Wednesday, April 17, 2024

Some College of Saint Mary students, faculty and staff used spring break to immerse themselves in the culture of the Netherlands as they traveled to Amsterdam to learn more about the significance of the Holocaust.

The group, led by Assistant Professor Mark Gudgel, EdD, traveled from Omaha to Amsterdam on March 18. The itinerary included visiting the Anne Frank House, the National Holocaust Museum and Westerbork Concentration Camp.

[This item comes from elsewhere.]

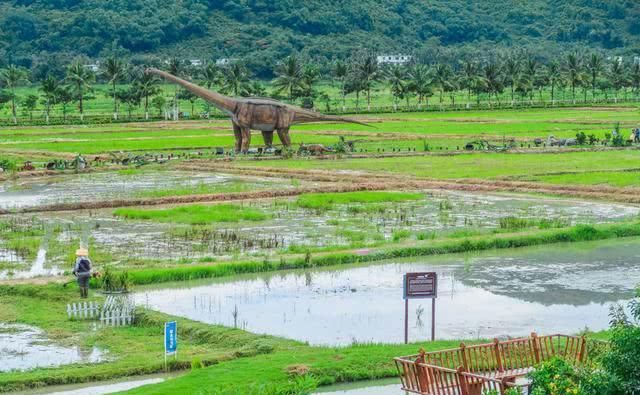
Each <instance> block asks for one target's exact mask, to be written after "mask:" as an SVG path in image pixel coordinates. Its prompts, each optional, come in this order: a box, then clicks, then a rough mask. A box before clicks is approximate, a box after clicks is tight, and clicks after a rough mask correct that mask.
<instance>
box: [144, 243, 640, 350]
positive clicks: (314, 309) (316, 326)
mask: <svg viewBox="0 0 640 395" xmlns="http://www.w3.org/2000/svg"><path fill="white" fill-rule="evenodd" d="M639 247H640V240H638V239H635V240H633V241H624V242H621V241H617V242H604V243H580V244H576V245H560V246H553V247H538V248H528V249H523V250H519V251H509V252H501V253H496V252H489V253H482V254H479V255H462V256H450V257H434V258H423V259H419V260H408V261H398V262H389V263H381V264H375V265H367V266H354V267H349V268H340V269H326V270H306V271H292V272H283V273H277V274H267V275H254V276H245V277H242V278H239V279H235V280H226V281H213V282H212V281H209V282H199V283H193V284H188V285H177V286H175V287H169V288H164V289H153V288H150V289H148V290H140V291H138V292H137V294H136V295H137V301H138V303H139V304H143V305H146V306H149V307H150V308H152V309H157V310H160V311H163V312H166V313H169V314H174V315H179V316H184V317H187V318H190V319H195V320H199V321H203V322H207V323H211V324H223V325H226V326H232V327H239V328H242V329H246V330H249V331H252V332H257V333H267V334H271V335H277V336H284V337H287V338H293V339H296V340H300V341H307V342H310V343H311V344H316V345H347V344H352V343H354V342H358V343H363V342H364V343H368V342H382V343H394V342H401V341H402V336H403V335H402V334H403V330H402V325H403V324H402V319H401V318H402V315H403V308H404V307H403V301H402V276H403V274H404V273H406V272H421V271H435V272H437V273H438V276H439V284H440V289H439V291H438V301H437V310H436V327H437V333H436V337H437V338H439V339H475V338H492V337H501V338H505V337H509V336H526V335H528V334H529V333H531V331H537V332H539V333H575V332H577V331H580V330H582V329H584V328H585V327H586V328H589V329H590V330H595V331H598V330H602V329H605V328H607V326H608V323H609V319H608V312H609V308H610V306H611V305H614V304H616V303H619V302H623V301H625V300H628V299H630V298H631V297H632V296H633V294H634V287H635V286H636V285H637V284H638V283H639V282H640V270H639V269H638V267H637V265H636V262H637V261H638V260H639V259H640V252H639V251H640V249H639ZM621 273H624V276H623V277H621ZM496 306H499V307H496ZM430 308H431V307H430V303H428V301H420V300H417V301H413V302H412V303H411V304H410V313H409V315H410V338H411V339H413V340H418V339H428V338H429V332H430V328H431V325H430V316H431V315H430V314H431V313H430Z"/></svg>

For Nursing Instructor Mary Lopez, the trip to Amsterdam was personal. Her father was from Emmen, Holland. “During World War II, he worked for the Dutch Underground to deliver food and messages to Jews in hiding,” she said. “He was captured by the German Gestapo and sent to a concentration camp for two years.”

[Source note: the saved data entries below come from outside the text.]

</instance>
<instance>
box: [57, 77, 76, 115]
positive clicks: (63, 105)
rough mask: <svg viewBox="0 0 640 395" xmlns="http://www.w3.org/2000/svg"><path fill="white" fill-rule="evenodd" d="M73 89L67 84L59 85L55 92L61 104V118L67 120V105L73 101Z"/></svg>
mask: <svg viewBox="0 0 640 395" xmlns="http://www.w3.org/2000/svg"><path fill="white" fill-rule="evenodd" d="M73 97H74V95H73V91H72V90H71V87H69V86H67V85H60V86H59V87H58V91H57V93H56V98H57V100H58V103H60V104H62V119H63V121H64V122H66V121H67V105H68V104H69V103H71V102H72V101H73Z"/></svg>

Her father was imprisoned in the same camp – Bergen-Belsen – as Anne Frank.

Lopez learned that Jewish nurses played a vital role during the Holocaust, rescuing more than 600 Jewish children before they were transported to concentration camps. “These nurses risked their lives to save others,” she said. “They were clever in how they coordinated these rescues. When the city street train would pass and the guards could not see, they smuggled children in laundry carts or handed them to a designated person on the train.”

While visiting these historic locations, first-year student Jessenia Florez was moved by the stories of those concentration camp prisoners who clung to their faith and hoped they would make it back to their families.

“There were so many families torn apart,” she said.

Over the past two years, research and instruction librarian Hannah Wilkes has helped plan events and community education opportunities for Holocaust Remembrance at CSM. The trip gave her an opportunity to gain more context. Her great-grandparents had also emigrated from Jewish communities in Poland and Lithuania.

“Having read the ‘Diary of Anne Frank’ at a young age, climbing the very steep steps into the real attic was a powerful moment,” she said. “I was similarly overwhelmed at the National Holocaust Museum, which did an amazing job of centering the lived experiences of Dutch Jews before, during and after the Holocaust.”

Faculty, staff and students who attended the trip included Gudgel, Hannah Wilkes, Mary Lopez, Alex Gonzalez, Rosario Chaclan, Valerie Ramirez, Jessenia Florez, Shacty Alvarez Hurtado, and CSM President Heather Smith.